Schrijven als ik moe ben, lukt me zelden. Dit weekend was zo’n weekend, maar ik had tijd en wilde toch schrijven. Ik besloot om niet aan het boek te werken, maar aan een kortverhaal en dat heb ik gisteren ook gedaan. Vandaag wilde ik verder gaan. Ik opende de tekst en herlas wat ik gisteren had geschreven: ‘De nevel was zwaarder geworden.’ Oké, dat is ‘tell’, dat moet ‘show’ worden. Zulke zinnen zijn wat mij betreft prima in de onderzoekende fase van het verhaal, waarin het me erom gaat om uit te vinden hoe het verhaal loopt, maar hoe fijn zou het zijn als ik automatisch laat zien wat er gebeurt en het niet vertel? Goed, werk voor later dus, niet voor vandaag. Na de volgende zin stond er: ‘De nevel werd dunner.’ Ja, wat wordt hij nou, Marleen? Ik weet wat ik wil, maar het lukt me niet om het op te schrijven. De nevel is belangrijk en vannacht kreeg ik een mooi beeld van wat de nevel moest gaan doen. Als ik het beeld er zo invoeg, wordt de puinhoop alleen maar groter. Ik heb het idee maar onder de tekst gezet, zodat het niet weg is als ik weer ga schrijven.
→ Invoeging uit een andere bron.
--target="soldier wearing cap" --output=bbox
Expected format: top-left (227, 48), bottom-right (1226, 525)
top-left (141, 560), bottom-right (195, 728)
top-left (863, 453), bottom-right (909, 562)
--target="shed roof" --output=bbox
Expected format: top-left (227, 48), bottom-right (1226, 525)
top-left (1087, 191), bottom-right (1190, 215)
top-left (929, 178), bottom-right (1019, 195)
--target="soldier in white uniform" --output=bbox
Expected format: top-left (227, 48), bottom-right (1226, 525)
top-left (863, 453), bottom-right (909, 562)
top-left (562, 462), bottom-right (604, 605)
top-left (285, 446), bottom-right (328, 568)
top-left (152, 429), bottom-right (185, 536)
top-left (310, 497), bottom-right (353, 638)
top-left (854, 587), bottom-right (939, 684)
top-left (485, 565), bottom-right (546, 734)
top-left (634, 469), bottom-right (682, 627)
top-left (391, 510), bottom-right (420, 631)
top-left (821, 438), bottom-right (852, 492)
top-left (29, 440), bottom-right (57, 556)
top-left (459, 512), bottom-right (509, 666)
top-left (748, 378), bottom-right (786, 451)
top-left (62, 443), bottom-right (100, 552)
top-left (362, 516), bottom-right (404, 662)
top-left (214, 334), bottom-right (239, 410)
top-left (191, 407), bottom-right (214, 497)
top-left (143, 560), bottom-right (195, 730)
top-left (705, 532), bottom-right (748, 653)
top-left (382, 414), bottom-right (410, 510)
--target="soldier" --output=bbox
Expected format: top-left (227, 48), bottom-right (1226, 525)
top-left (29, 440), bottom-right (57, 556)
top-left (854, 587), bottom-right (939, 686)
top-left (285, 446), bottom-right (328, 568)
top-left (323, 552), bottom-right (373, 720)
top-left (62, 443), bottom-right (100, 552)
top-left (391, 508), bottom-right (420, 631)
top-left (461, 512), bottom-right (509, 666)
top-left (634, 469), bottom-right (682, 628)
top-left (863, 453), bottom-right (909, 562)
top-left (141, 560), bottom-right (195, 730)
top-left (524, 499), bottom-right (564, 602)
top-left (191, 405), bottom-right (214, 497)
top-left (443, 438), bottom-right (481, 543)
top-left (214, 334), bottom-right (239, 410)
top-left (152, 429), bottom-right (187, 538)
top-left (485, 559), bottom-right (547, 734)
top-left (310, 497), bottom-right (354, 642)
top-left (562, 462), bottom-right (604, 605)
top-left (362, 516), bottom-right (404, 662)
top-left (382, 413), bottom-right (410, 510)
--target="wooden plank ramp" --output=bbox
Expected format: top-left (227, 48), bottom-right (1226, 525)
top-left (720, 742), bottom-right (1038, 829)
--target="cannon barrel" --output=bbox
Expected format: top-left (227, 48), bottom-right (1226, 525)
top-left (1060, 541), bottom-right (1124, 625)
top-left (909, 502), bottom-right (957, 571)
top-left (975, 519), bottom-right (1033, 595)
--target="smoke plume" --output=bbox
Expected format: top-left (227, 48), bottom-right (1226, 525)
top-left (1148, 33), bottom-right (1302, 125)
Vandaag is het er de dag niet voor. Ik leg me erbij neer. Er zullen weer periodes komen met meer tijd en een helder hoofd. Dan duik ik weer in mijn verhalen en zoek ik tot op de bodem uit hoe ik het hebben wil. Nu kan ik beter met de was verdergaan, daar word ik vast ook blij van. Fris ruikende stapeltjes en een regenboog aan kleuren op hangers in de kast. Ja, dat is prachtig.